Edge detection under the selected tuning parameter λ. For average rank, the optimal value is 15.5. For MB.alpha, α = 0.05 is used.

Sample size	Method	Total edge detected	Sensitivity	Specificity	Average rank
	space.joint	1357	0.821	0.703	28.6
n = 200	MB.sep	1240	0.751	0.703	57.5
	MB.alpha	404	0.347	1.00	175.8
	glasso.like	1542	0.821	0.619	35.4
	space.joint	1481	0.921	0.724	18.2
n = 300	MB.sep	1456	0.867	0.692	30.4
	MB.alpha	562	0.483	1.00	128.9
	glasso.like	1743	0.920	0.614	21
	space.joint	1525	0.980	0.747	16.0
n = 500	MB.sep	1555	0.940	0.706	16.9
	MB.alpha	788	0.678	1.00	52.1
	glasso.like	1942	0.978	0.586	16.5

Power-law networks

Many real world networks have a power-law (also a.k.a scale-free) degree distribution with an estimated power parameter α = 2 ∼ 3 (Newman 2003).

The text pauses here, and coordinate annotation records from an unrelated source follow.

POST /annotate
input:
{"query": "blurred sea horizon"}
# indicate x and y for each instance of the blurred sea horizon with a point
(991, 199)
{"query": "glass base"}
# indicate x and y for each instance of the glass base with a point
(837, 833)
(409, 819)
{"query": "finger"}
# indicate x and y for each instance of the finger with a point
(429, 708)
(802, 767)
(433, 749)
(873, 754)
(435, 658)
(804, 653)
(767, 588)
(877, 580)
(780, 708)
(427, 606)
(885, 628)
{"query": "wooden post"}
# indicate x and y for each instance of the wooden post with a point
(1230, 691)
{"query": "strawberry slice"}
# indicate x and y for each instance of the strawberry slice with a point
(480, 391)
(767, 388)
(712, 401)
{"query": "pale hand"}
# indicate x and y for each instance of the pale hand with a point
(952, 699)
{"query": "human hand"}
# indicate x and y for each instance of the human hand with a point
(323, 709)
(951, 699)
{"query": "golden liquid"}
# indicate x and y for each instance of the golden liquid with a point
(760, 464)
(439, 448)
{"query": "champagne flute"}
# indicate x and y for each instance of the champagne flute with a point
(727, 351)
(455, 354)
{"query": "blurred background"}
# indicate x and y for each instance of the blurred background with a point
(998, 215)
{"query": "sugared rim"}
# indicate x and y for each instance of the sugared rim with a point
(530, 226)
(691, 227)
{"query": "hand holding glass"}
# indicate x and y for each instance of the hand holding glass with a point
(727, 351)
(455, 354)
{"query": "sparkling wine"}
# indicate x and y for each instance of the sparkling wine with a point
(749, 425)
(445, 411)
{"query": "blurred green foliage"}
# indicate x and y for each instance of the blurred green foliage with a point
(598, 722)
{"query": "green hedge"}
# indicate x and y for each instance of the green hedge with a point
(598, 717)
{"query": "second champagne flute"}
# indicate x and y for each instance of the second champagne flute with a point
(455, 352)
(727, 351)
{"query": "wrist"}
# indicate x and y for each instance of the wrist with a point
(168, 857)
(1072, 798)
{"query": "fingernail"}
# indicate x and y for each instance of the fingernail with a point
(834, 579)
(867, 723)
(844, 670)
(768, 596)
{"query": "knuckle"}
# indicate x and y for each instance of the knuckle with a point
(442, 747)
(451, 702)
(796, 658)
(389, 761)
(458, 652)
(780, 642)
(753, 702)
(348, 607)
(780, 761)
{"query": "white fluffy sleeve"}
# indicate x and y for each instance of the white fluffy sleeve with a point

Thus, in the second set of simulations, the module networks are generated according to a power-law degree distribution with the power-law parameter α = 2.3, as this value is close to the estimated power parameters for biological networks (Newman 2003). Figure 1(b) illustrates a network formed by five such modules with each having 100 nodes. It can be seen that there are three obvious hub nodes in this network with degrees of at least 20. The simulated non-zero partial correlations fall in the range (−0.51, −0.08] ∪ [0.08, 0.51), with two modes around −0.22 and 0.22. Similar to the simulation done for Hub networks, we generate 50 independent data sets each consisting of n = 250 i.i.d. samples. We then compare the number of correctly detected edges by various methods. The result is shown in Figure 4. On average, when the number of total detected edges equals to the number of true edges which is 495, space.dew detects 406 correct edges, while MB detects only 378 and glasso detects only 381 edges. In terms of hub detection, all methods can correctly identify the three hub nodes for this network.

Figure 4.

Simulation results for Power-law network. x-axis: the number of total detected edges; y-axis: the number of correctly identified edges. The vertical grey line corresponds to the number of true edges.

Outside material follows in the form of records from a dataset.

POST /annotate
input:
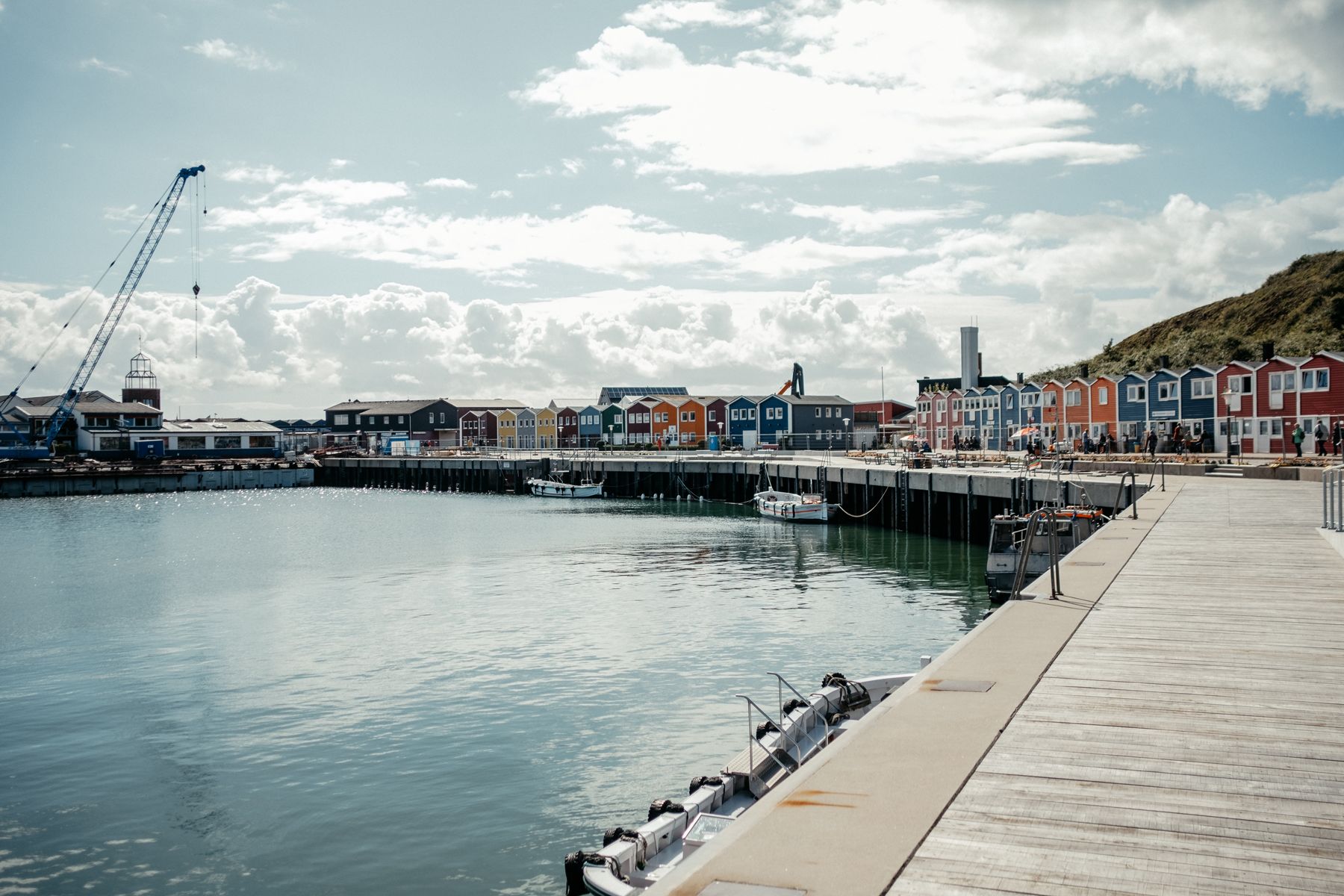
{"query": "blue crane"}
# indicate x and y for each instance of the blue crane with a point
(66, 408)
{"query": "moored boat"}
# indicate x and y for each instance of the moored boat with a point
(635, 859)
(1012, 534)
(794, 508)
(554, 488)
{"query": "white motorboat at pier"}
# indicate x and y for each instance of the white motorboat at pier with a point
(633, 859)
(794, 508)
(556, 488)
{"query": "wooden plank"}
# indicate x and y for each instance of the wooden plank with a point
(1189, 738)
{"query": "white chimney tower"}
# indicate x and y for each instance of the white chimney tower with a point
(969, 358)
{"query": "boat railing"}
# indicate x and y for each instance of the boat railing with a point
(781, 682)
(752, 704)
(1332, 499)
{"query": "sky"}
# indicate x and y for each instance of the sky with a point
(538, 199)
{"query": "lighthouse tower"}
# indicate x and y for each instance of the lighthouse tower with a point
(141, 385)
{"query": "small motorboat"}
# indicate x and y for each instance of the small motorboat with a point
(1012, 534)
(635, 859)
(794, 508)
(554, 488)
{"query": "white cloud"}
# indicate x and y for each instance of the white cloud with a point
(255, 175)
(234, 54)
(1184, 254)
(567, 168)
(856, 220)
(867, 85)
(449, 183)
(94, 62)
(670, 15)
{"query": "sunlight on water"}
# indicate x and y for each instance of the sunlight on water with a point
(351, 691)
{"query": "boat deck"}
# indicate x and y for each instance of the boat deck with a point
(1184, 735)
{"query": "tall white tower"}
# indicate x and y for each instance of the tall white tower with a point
(969, 358)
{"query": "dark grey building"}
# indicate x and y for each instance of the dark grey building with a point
(819, 422)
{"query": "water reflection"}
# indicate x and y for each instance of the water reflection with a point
(361, 691)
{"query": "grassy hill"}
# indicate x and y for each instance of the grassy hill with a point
(1300, 309)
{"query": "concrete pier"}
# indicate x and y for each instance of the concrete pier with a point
(1174, 724)
(954, 503)
(134, 480)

These simulation results suggest that when the (concentration) networks are reasonably sparse, we should be able to characterize their structures with only a couple-of-hundreds of samples when there are a couple of thousands of nodes. In addition, space.dew outperforms MB by at least 6% on the power of edge detection under all simulation settings above when FDR is controlled at 0.05, and the improvements are even larger when FDR is controlled at a higher level say 0.1 (see Figure 3). Also, compared to glasso, the improvement of space.dew is at least 15% when FDR is controlled at 0.05, and the advantages become smaller when FDR is controlled at a higher level (see Figure 3). Moreover, the space methods perform much better in hub identification than both MB and glasso. We have also applied space methods, MB and glasso on networks with nearly uniform degree distributions generated by following the simulation procedures in Meinshausen and Buhlmann (2006), as well as the AR network discussed in Yuan and Lin (2007) and Friedman et al. (2007b). For these cases, the space methods perform comparably, if not better than, the other two methods. However, for these networks without hubs, the advantages of space become smaller compared to the results on the networks with hubs. Due to space limitation, detailed results are not reported here.

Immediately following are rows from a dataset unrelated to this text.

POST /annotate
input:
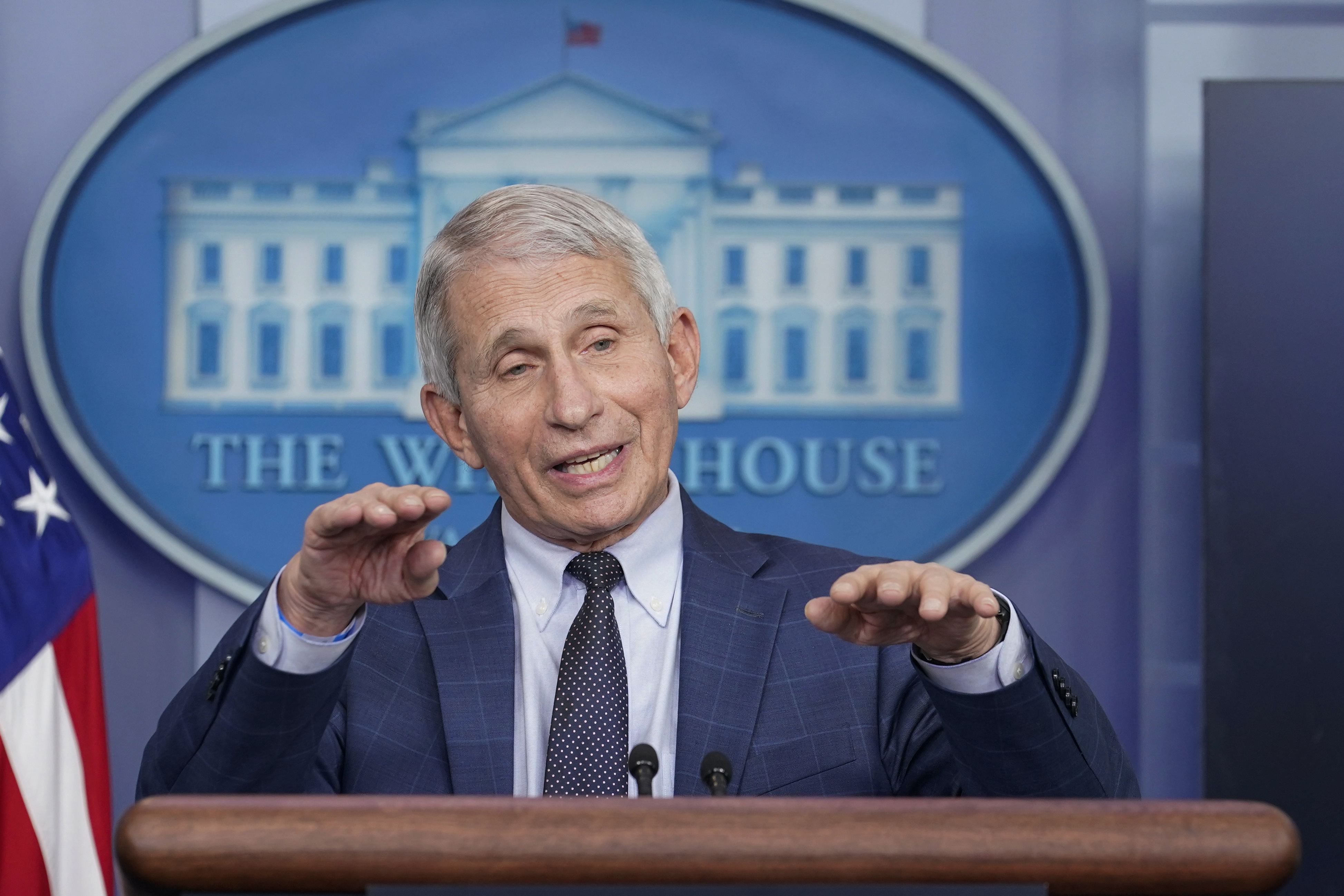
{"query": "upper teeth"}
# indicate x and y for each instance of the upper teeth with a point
(592, 463)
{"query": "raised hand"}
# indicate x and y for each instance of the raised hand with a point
(948, 616)
(367, 547)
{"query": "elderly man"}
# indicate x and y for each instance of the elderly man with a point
(598, 608)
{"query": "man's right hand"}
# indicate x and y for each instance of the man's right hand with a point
(367, 547)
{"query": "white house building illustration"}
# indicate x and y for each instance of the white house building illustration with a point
(814, 299)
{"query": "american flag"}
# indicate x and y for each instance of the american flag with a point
(56, 808)
(583, 34)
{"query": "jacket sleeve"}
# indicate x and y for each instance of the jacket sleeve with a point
(240, 726)
(1026, 739)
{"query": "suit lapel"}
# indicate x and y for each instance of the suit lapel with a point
(729, 624)
(470, 628)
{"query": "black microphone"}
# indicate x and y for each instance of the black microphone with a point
(717, 772)
(644, 765)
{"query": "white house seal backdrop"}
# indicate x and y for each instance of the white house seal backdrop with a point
(901, 299)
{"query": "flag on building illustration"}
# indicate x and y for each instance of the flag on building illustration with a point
(56, 809)
(583, 34)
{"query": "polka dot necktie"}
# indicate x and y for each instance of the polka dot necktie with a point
(592, 718)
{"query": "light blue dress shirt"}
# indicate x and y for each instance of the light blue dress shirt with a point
(648, 613)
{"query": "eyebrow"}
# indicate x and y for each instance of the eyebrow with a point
(588, 311)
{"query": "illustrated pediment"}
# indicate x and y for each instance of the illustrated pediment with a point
(564, 109)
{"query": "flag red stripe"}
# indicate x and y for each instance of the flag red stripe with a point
(81, 679)
(22, 870)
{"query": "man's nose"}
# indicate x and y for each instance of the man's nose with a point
(573, 399)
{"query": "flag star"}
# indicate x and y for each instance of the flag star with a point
(42, 500)
(4, 433)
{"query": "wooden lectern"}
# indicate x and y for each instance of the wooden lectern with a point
(346, 844)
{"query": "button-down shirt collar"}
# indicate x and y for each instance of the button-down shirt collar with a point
(651, 558)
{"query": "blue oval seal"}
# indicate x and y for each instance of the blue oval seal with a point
(902, 300)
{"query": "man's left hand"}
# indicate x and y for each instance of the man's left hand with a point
(948, 616)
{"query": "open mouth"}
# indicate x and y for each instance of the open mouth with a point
(589, 463)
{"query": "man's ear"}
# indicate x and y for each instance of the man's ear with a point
(684, 354)
(447, 420)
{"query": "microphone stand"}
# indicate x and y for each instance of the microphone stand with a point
(644, 765)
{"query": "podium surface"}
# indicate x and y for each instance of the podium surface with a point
(350, 843)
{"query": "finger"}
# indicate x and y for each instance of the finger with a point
(414, 502)
(893, 585)
(334, 518)
(934, 591)
(421, 567)
(834, 617)
(854, 586)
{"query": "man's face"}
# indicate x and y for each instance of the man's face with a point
(568, 395)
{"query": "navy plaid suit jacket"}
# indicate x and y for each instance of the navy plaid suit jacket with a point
(424, 702)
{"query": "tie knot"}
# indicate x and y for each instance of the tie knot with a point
(597, 570)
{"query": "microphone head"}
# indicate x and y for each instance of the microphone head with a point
(644, 757)
(716, 762)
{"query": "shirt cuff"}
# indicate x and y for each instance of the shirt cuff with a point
(284, 648)
(1002, 665)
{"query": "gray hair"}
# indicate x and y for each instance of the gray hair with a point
(530, 223)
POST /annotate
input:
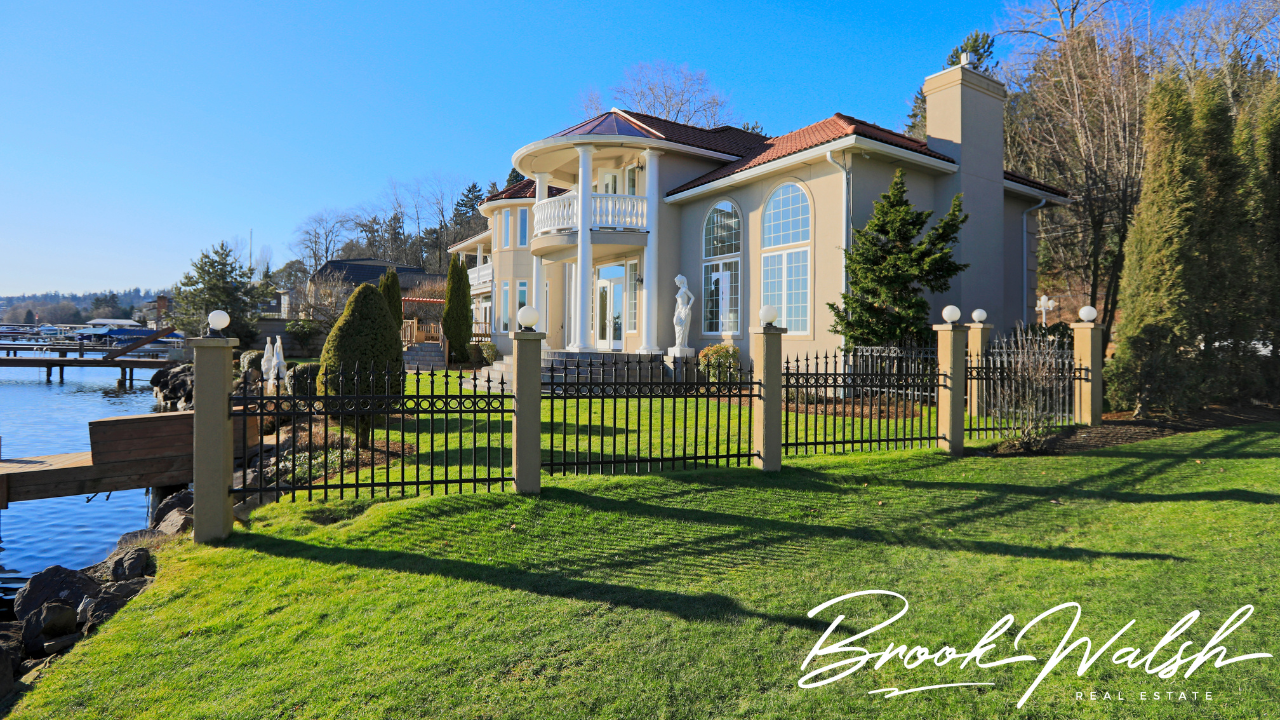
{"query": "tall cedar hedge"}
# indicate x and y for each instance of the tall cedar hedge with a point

We conjecture that, under the sparse and high dimensional setting, the superior performance in model selection of the regression based method space over the penalized likelihood method is partly due to its simpler quadratic loss function. Moreover, since space ignores the correlation structure of the regression residuals, it amounts to a greater degree of regularization, which may render additional benefits under the sparse and high dimensional setting.

In terms of parameter estimation, we compare the entropy loss of the three methods. We find that, they perform similarly when the estimated models are of small or moderate size. When the estimated models are large, glasso generally performs better in this regard than the other two methods. Since the interest of this paper lies in model selection, detailed results of parameter estimation are not reported here.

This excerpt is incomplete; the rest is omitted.